CUDA error: Launch failed in cuCtxSynchronize()
Closed, ArchivedPublic

Description

System Information
Windows 10 Home
CPU: Intel core i7-5500u CPU @ 2.40GHz 8GB RAM
GPU: NVIDIA GeForce 940M (GM108) 2048 MB DDR3
GPU-z Snapshot: http://gpuz.techpowerup.com/16/08/09/8s4.png

Blender Version
Broken: 2.77 abf6f08

Short description of error
CUDA error: Launch failed in cuCtxSynchronize()


Exact steps for others to reproduce the error
Open BMW27.blend
Set Render >> Device >> GPU Compute
Click Render

Details

Type
Bug
Sergey Sharybin (sergey) triaged this task as Incomplete priority.Aug 11 2016, 12:19 PM

Several questions:

  • Does this still happen with latest builds from builder.blender.org?
  • Does it depend on the tile size you use (try using much smaller tile size)?
  • Does it work in previous versions of Blender?
  • Attaching full console log as a file would give extra clues here.
Maximilian (MaxW) added a comment.EditedAug 12 2016, 10:21 AM

I get that error too, but with a different scene

System Information
Windows 10 Pro
CPU: Intel Xeon E5-1620 v3 @ 3,50Ghz
RAM: 32GB
GPU: 2x Nvidia GTX 1060 6144MB GDDR5
GPU-Z Snapshot: https://postimg.org/image/7hoolmc1n/

Blender Version
2.77fdc43f9 11 August

Short description of error
CUDA error: Launch failed in cuCtxSynchronize()
(Scene is to big to upload, 1,3GB)
Error pops up after loading all textures, building BVH and Blender begins to render

Answers

  • Does this still happen with latest builds from builder.blender.org?

~ yes

  • Does it depend on the tile size you use (try using much smaller tile size)?

~ Bigger or smaller tile sizes both don't work

  • Does it work in previous versions of Blender?

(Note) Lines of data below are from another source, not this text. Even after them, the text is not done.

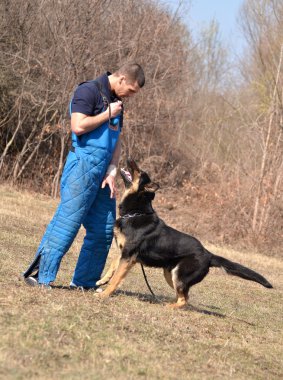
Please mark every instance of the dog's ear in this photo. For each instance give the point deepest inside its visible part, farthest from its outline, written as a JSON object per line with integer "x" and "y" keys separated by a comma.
{"x": 152, "y": 187}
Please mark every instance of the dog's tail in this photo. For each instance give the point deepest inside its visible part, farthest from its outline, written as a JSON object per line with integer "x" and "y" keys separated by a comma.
{"x": 239, "y": 270}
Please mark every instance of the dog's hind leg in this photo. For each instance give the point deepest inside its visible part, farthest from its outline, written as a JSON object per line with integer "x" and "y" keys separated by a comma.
{"x": 168, "y": 277}
{"x": 182, "y": 290}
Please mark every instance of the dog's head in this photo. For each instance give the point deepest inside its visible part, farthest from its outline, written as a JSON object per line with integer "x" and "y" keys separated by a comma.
{"x": 139, "y": 189}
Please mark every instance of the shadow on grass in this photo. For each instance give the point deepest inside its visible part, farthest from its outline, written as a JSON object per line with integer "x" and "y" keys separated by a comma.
{"x": 163, "y": 300}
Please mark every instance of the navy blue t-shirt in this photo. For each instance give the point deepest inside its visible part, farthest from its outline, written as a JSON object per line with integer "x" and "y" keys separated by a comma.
{"x": 89, "y": 97}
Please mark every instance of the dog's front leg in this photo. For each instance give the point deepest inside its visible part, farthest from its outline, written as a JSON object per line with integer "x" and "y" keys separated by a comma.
{"x": 123, "y": 268}
{"x": 109, "y": 274}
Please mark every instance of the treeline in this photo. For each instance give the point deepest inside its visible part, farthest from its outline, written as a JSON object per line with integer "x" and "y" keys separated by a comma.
{"x": 192, "y": 123}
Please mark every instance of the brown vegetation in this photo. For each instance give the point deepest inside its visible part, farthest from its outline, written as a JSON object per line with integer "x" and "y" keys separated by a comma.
{"x": 190, "y": 126}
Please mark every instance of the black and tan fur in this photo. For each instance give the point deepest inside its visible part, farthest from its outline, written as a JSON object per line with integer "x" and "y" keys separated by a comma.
{"x": 142, "y": 237}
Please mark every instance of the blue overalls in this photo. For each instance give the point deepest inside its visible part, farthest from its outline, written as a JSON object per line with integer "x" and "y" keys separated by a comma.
{"x": 83, "y": 201}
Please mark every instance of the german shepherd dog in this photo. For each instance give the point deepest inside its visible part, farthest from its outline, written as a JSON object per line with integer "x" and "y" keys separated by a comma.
{"x": 142, "y": 237}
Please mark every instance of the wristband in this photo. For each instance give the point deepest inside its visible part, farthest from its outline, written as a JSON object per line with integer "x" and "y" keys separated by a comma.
{"x": 112, "y": 170}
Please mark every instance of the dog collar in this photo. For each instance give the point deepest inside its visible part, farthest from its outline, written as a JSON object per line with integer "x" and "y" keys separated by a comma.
{"x": 126, "y": 216}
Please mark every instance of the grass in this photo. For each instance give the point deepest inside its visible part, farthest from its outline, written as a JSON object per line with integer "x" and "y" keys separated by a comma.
{"x": 232, "y": 328}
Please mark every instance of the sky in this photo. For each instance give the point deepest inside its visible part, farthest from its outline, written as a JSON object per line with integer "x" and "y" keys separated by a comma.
{"x": 225, "y": 12}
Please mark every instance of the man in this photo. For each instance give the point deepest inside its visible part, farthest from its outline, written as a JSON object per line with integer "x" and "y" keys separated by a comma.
{"x": 88, "y": 180}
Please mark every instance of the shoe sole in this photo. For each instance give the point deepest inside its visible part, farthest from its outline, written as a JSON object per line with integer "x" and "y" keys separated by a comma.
{"x": 31, "y": 281}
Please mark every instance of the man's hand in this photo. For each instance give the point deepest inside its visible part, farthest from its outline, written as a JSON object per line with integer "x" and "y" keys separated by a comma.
{"x": 110, "y": 181}
{"x": 115, "y": 108}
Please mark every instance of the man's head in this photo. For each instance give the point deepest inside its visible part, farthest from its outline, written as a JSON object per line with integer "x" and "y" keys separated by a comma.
{"x": 127, "y": 80}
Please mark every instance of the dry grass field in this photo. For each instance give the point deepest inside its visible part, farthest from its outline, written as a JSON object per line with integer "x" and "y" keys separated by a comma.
{"x": 232, "y": 328}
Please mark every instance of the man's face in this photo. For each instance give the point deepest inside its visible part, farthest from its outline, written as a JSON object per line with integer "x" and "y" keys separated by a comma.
{"x": 126, "y": 88}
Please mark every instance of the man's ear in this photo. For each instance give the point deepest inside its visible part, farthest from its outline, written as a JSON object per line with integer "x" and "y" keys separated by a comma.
{"x": 152, "y": 187}
{"x": 150, "y": 195}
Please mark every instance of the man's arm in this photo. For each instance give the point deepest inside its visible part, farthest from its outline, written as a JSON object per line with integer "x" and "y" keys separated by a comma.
{"x": 81, "y": 123}
{"x": 112, "y": 170}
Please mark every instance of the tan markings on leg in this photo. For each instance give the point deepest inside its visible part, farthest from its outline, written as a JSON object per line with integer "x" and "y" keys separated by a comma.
{"x": 120, "y": 238}
{"x": 181, "y": 297}
{"x": 109, "y": 274}
{"x": 181, "y": 300}
{"x": 119, "y": 275}
{"x": 168, "y": 277}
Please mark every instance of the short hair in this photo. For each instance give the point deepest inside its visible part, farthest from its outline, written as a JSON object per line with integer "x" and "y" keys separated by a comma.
{"x": 133, "y": 72}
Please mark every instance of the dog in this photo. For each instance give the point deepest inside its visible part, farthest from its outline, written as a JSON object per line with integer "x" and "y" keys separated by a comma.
{"x": 142, "y": 237}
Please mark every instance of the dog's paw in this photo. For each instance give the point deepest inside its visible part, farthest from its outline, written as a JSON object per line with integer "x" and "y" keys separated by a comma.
{"x": 103, "y": 294}
{"x": 176, "y": 305}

~ first daily build tested with gpu rendering and bigger scenes was 2.771f19fba (latest stable build couldn't handle to use RAM when VRAM was full) - that build is also not working with that scene

  • Attaching full console log as a file would give extra clues here.
[Build 2.771f19fba]

CUDA error: Launch exceeded timeout in cuMemcpyDtoH((uchar*)mem.data_pointer + offset, (CUdeviceptr)(mem.device_pointer + offset), size)
CUDA error: Launch exceeded timeout in cuMemFree(cuda_device_ptr(mem.device_pointer))
CUDA error: Launch exceeded timeout in cuMemFree(cuda_device_ptr(mem.device_pointer))
CUDA error: Launch exceeded timeout in cuMemcpyDtoH((uchar*)mem.data_pointer + offset, (CUdeviceptr)(mem.device_pointer + offset), size)
CUDA error: Launch exceeded timeout in cuMemFree(cuda_device_ptr(mem.device_pointer))
CUDA error: Launch exceeded timeout in cuMemFree(cuda_device_ptr(mem.device_pointer))
CUDA error: Launch exceeded timeout in cuMemAlloc(&device_pointer, size)
CUDA error: Launch exceeded timeout in cuMemAlloc(&device_pointer, size)
**Same CUDA error: Launch exceeded timeout .... for the next 400 or more rows!**
CUDA error: Launch exceeded timeout in cuMemFree(cuda_device_ptr(mem.device_pointer))
**Same error like 20 times more**
CUDA error: Launch exceeded timeout in cuMemFree(cuda_device_ptr(mem.device_pointer))
Error: CUDA error: Launch exceeded timeout in cuMemcpyDtoH((uchar*)mem.data_pointer + offset, (CUdeviceptr)(mem.device_pointer + offset), size)

[Build 2.77fdc43f9]

CUDA error: Launch failed in cuMemcpyDtoH((uchar*)mem.data_pointer + offset, (CUdeviceptr)(mem.device_pointer + offset), size)
CUDA error: Launch failed in cuMemFree(cuda_device_ptr(mem.device_pointer))
CUDA error: Launch failed in cuMemFree(cuda_device_ptr(mem.device_pointer))
CUDA error: Launch failed in cuMemcpyDtoH((uchar*)mem.data_pointer + offset, (CUdeviceptr)(mem.device_pointer + offset), size)
CUDA error: Launch failed in cuMemAlloc(&device_pointer, size)
CUDA error: Launch failed in cuMemcpyDtoH((uchar*)mem.data_pointer + offset, (CUdeviceptr)(mem.device_pointer + offset), size)
CUDA error: Launch failed in cuMemAlloc(&device_pointer, size)
CUDA error: Launch failed in cuMemFree(cuda_device_ptr(mem.device_pointer))
CUDA error: Launch failed in cuMemFree(cuda_device_ptr(mem.device_pointer))
CUDA error: Launch failed in cuMemAlloc(&device_pointer, size)
**Same CUDA error: Launch failed.... for the next 400 or more rows!**
CUDA error: Launch failed in cuMemFree(cuda_device_ptr(mem.device_pointer))
CUDA error: Launch failed in cuMemFree(cuda_device_ptr(mem.device_pointer))
**Same error like 20 times more**
CUDA error: Launch failed in cuMemFree(cuda_device_ptr(mem.device_pointer))
CUDA error: Launch failed in cuMemFree(cuda_device_ptr(mem.device_pointer))
CUDA error: Launch failed in cuMemFree(cuda_device_ptr(mem.device_pointer))
CUDA error: Launch failed in cuMemFree(cuda_device_ptr(mem.device_pointer))
CUDA error: Launch failed in cuMemFree(cuda_device_ptr(mem.device_pointer))
Error: CUDA error: Launch failed in cuCtxSynchronize()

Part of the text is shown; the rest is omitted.